Rockaway Outdoors/Tales From The Wheelhouse

By Captain Vinnie Calabro

Winter daydreams … Apparently the transients from the western New York Bight taking up residence in Montauk or Rhode Island continue their assault on the codfish. Somehow amidst all of the rules and regulations imposed along the coast they are able to find other niches in our fisheries to survive. One can only admire the resolve they have to remain fishermen.

Many of us exist in a duality familiar to only those with a passion for fishing. Careers or jobs, whichever you aspire to, are times spent in between fishing. Screensavers depicting ocean scenes or a prized catch adorn many PCs. Those blessed with a window view of the East River look out from the concrete sand dunes of Manhattan and stare inquisitively into its rips. Images of fish, mirages if there can be such things on the water, appear. Silhouettes reflecting sunlight from the mirrors of many scales jump back out at you.

That’s what a fisherman does, sandwiched between proposals and deadlines are the fish calls, the phone rings its Keith from Breezy Point describing the beach erosion. You press the hold button, others will have to wait, this is big news. The excitement in his voice triggers the endorphins in your brain and instantly you’re on the beach nostrils filled with the salty air, casting behind the breakers. You don’t see the explosion of the striper crashing on your lure but the bend of the rod telegraphs the message this is a big fish.

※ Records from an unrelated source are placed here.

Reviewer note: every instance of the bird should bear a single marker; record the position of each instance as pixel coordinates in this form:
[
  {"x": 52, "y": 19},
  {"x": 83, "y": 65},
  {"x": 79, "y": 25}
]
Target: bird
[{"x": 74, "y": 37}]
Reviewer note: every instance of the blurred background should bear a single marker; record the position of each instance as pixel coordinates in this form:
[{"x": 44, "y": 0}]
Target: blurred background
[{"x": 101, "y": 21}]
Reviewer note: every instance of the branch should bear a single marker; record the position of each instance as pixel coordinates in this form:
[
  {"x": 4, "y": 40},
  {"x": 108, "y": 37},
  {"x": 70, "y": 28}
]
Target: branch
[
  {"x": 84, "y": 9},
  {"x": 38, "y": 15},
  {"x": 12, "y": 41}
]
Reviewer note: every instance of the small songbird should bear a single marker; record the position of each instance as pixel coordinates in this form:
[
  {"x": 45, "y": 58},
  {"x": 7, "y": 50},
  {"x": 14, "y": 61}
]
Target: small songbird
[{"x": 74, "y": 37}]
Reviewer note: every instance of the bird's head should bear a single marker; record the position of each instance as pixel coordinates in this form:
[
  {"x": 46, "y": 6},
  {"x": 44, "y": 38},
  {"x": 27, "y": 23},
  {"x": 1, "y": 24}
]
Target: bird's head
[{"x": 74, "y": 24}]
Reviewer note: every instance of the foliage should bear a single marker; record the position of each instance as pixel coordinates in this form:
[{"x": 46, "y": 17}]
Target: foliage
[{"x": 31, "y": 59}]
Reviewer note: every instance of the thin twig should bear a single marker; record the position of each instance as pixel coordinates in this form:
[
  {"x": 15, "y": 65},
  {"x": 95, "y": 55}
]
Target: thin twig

The line doesn’t peel off the reel, no it screams as it is the last link between you and this trophy. Calmly you play out the battle; on the October moon in ’81 you had a 44-pounder off of the beach in Provincetown and this one feels a whole lot heavier.

With each turn of the reel line it is painstakingly retrieved, only to be reclaimed by the fish with the undertow of the swells. Patiently using the tide and waves you work the fish in. Methodically like a metronome you back peddle in rhythm with each wave, a tug of war which seems like an eternity, is coming to an end.

The thought crosses your mind about the blood knot you tied; the one splicing your braid to the mono you’re praying, no actually bartering with God that it won’t break.

The bass is on the inside of the bar now all of fifty somewhat yards from the beach and your wall. Just one or two more waves and you’ll surf him in. The next set of breakers will do it. Rod arched high you have him right atop the crest, the boil of his wake and dorsal seem almost prehistoric in size. Startled you jump as your secretary taps your shoulder, “Sir your meeting; are you all right, sir?”